Straße der Empathielosigkeit

06-09-18 10:17:00,

Stolz steht das Auto in der Garageneinfahrt und präsentiert stumm den vorbeigehenden Fußgängern das Prestige seines Besitzers oder dessen Rang in der Hierarchie der Firma, in der er arbeitet. Etwas ältere Exemplare waren vermutlich schon auf dem Hochzeitsfoto dabei, haben mit ihrem Gesicht aus Scheinwerfer und Kühlerhaube mit in die Linse gelächelt und auf der Motorhaube einen Blumenstrauß getragen.

Es ist treu, es ist da, in guten wie in schlechten Zeiten. Als blutjunger SUV, der seinem Besitzer hilft, die schweren Einkäufe aus dem Biomarkt ins traute Heim zu bringen, oder als alter, treuer Oldtimer-Freund, der in der Garage durch das Schnaufen seiner Motorventile dem Besitzer noch das Verständnis zeigt, welches er von seiner Ehegattin schon lange nicht mehr bekommt.

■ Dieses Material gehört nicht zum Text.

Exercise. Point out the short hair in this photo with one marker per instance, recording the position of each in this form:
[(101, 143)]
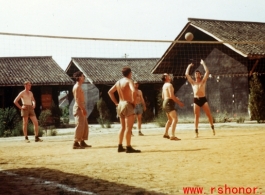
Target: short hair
[(126, 71), (77, 74), (198, 71), (164, 77), (26, 82)]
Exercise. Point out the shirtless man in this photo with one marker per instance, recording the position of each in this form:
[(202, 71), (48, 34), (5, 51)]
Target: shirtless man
[(139, 107), (200, 100), (169, 100), (125, 108), (79, 111), (27, 110)]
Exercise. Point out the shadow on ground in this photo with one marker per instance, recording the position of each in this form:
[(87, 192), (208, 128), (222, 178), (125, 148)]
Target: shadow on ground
[(48, 181)]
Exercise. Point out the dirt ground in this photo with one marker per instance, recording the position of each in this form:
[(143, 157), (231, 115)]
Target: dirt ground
[(232, 162)]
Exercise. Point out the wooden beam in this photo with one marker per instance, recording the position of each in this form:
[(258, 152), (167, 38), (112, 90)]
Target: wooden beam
[(253, 68)]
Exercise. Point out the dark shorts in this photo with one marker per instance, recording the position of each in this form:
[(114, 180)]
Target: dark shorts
[(200, 101), (28, 112), (168, 105), (138, 109)]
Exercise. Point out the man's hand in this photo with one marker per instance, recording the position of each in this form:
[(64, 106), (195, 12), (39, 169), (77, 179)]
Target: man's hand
[(181, 104)]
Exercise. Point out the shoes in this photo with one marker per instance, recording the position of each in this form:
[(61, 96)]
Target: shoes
[(129, 149), (175, 138), (140, 133), (77, 146), (121, 148), (83, 144), (37, 139), (166, 136)]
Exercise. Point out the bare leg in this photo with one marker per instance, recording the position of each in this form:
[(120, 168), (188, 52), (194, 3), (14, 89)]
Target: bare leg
[(128, 128), (25, 126), (196, 109), (122, 130), (207, 111), (168, 124), (139, 120), (173, 115)]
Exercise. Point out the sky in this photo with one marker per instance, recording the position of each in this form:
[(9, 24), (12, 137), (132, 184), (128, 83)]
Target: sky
[(110, 19)]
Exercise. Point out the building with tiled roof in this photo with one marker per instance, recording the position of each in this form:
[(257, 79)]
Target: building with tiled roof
[(46, 76), (105, 72), (233, 50)]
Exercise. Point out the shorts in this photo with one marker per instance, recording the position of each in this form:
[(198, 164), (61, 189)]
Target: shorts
[(200, 101), (29, 111), (168, 105), (125, 109), (138, 109)]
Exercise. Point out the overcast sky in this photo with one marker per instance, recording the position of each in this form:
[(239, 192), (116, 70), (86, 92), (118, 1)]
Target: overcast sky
[(119, 19)]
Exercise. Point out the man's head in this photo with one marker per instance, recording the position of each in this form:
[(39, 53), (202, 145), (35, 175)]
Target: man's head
[(165, 77), (197, 74), (77, 75), (27, 85), (126, 71), (136, 84)]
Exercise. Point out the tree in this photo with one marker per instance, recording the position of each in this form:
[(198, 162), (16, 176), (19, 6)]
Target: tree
[(256, 99)]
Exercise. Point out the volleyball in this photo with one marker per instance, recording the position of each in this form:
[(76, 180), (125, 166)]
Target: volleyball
[(189, 36)]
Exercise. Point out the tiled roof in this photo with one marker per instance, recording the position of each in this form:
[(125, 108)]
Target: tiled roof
[(14, 71), (247, 39), (108, 70), (236, 31)]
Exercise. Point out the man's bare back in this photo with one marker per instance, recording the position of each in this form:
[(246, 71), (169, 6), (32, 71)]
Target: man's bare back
[(125, 90), (199, 88)]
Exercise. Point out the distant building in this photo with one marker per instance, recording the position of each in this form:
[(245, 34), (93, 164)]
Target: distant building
[(230, 62), (102, 73), (47, 77)]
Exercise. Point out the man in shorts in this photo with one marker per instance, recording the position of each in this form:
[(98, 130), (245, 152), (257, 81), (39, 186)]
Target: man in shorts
[(27, 111), (80, 114), (140, 107), (169, 100), (125, 108), (200, 101)]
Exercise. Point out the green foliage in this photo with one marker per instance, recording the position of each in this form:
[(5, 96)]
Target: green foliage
[(9, 120), (256, 99), (104, 114)]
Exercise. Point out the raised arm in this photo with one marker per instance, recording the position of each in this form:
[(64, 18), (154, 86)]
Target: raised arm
[(188, 75), (206, 75)]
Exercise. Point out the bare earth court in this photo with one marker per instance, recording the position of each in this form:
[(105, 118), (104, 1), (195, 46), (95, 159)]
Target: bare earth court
[(232, 162)]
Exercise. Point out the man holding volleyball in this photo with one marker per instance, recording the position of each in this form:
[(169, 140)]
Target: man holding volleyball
[(200, 101)]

Wenn die Eheringe schon längst verstaubt in der Ecke liegen, blitzen auf der Kühler- oder der Motorhaube noch vier Ringe oder der letzte Stern, den der Besitzer in dunkler Nacht noch sieht, oder auch ein Hengst, dessen Potenz er, der Besitzer, niemals besaß.

Jüngere Käufer legen ihr Gefährt meist tiefer und gleichzeitig hebt das seinen Besitzer ab. Von den anderen. Es faucht und brüllt, wenn der Besitzer nur fiepsen kann. Für den Besitzer war es schon des Öfteren der Wing-man, der Flügel für die Freiheit und das fahrende Wohnzimmer auf vier Rädern, wenn die Kumpels auf der Rückbank und die Böhsen Onkelz auf der Heckscheibe mitfuhren.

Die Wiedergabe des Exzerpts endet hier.